Indexing JSON Arrays in Oracle Database - Part II

In the previous blog post, we explored how JSON array elements can be indexed using materialized views and relational flattening. While that approach delivers excellent performance, it comes at a cost — additional storage, maintenance overhead, and schema complexity.
 
Starting with Oracle Database 21c and above, Oracle introduced a much more elegant and native solution for indexing JSON arrays:
👉 Multi-Value Indexes
 
Multi-value indexes allow Oracle to directly index JSON array elements — without flattening the data, without materialized views, and without rewriting your schema.
 
In this post, we will explore: 
  • What multi-value indexes are
  • How they improve JSON array search performance
  • How they can index nested sibling arrays
  • How to handle queries on specific array positions 
Traditional B-tree and function-based indexes expect one value per row.
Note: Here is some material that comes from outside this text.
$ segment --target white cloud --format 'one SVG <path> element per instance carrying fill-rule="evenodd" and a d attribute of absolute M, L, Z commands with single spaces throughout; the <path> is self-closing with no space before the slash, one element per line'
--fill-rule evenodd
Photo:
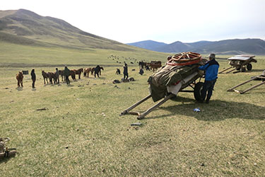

But JSON arrays naturally contain multiple values per document.
 
A multi-value index solves this mismatch by allowing multiple index entries per row, one for each array element.
 
This allows Oracle to treat JSON arrays as first-class indexable structures.
 
Let’s start by indexing the products[*].id field from our JSON document.
 
demo@ADB26ai> create multivalue index my_demo_idx on my_demo(
  2      json_table( c2 ,'$.products[*]'
  3          error on error null on empty null on mismatch
  4          columns ( object_id number path '$.id')
  5      )
  6  );
 
Index created.
 
This creates a native multi-value index — one index entry per product ID inside every JSON document. Now run the same query we used earlier:
 
demo@ADB26ai> select *
  2  from my_demo
  3  where json_exists( c2, '$.products[*]?(@.id.number() == 55 )' );
 
122 rows selected.
 
 
Execution Plan
----------------------------------------------------------
Plan hash value: 3662244578
 
-------------------------------------------------------------------------------------------------------------------
| Id  | Operation                            | Name                       | Rows  | Bytes | Cost (%CPU)| Time     |
-------------------------------------------------------------------------------------------------------------------
|   0 | SELECT STATEMENT                     |                            |     2 |  1456 |     4   (0)| 00:00:01 |
|   1 |  RESULT CACHE                        | bhn66uu5b6guf8qzf1w80zdqqr |     2 |  1456 |     4   (0)| 00:00:01 |
|   2 |   TABLE ACCESS BY INDEX ROWID BATCHED| MY_DEMO                    |     2 |  1456 |     4   (0)| 00:00:01 |
|   3 |    SORT CLUSTER BY ROWID BATCHED     |                            |     2 |       |     3   (0)| 00:00:01 |
|*  4 |     INDEX RANGE SCAN (MULTI VALUE)   | MY_DEMO_IDX                |     2 |       |     3   (0)| 00:00:01 |
-------------------------------------------------------------------------------------------------------------------
 
Predicate Information (identified by operation id):
---------------------------------------------------
 
   4 - access(JSON_QUERY("C2" /*+ LOB_BY_VALUE */  FORMAT OSON , '$.products[*].id' RETURNING NUMBER ASIS
              WITHOUT ARRAY WRAPPER ERROR ON ERROR NULL ON EMPTY NULL ON MISMATCH TYPE(LAX)  MULTIVALUE)=55)
 
Result Cache Information (identified by operation id):
------------------------------------------------------
 
   1 - column-count=2; dependencies=(DEMO.MY_DEMO); name="select *
from my_demo
where json_exists( c2, '$.products[*]?(@.id.number() == 55 )' )"
 
 
Note
-----
   - dynamic statistics used: dynamic sampling (level=AUTO (SYSTEM))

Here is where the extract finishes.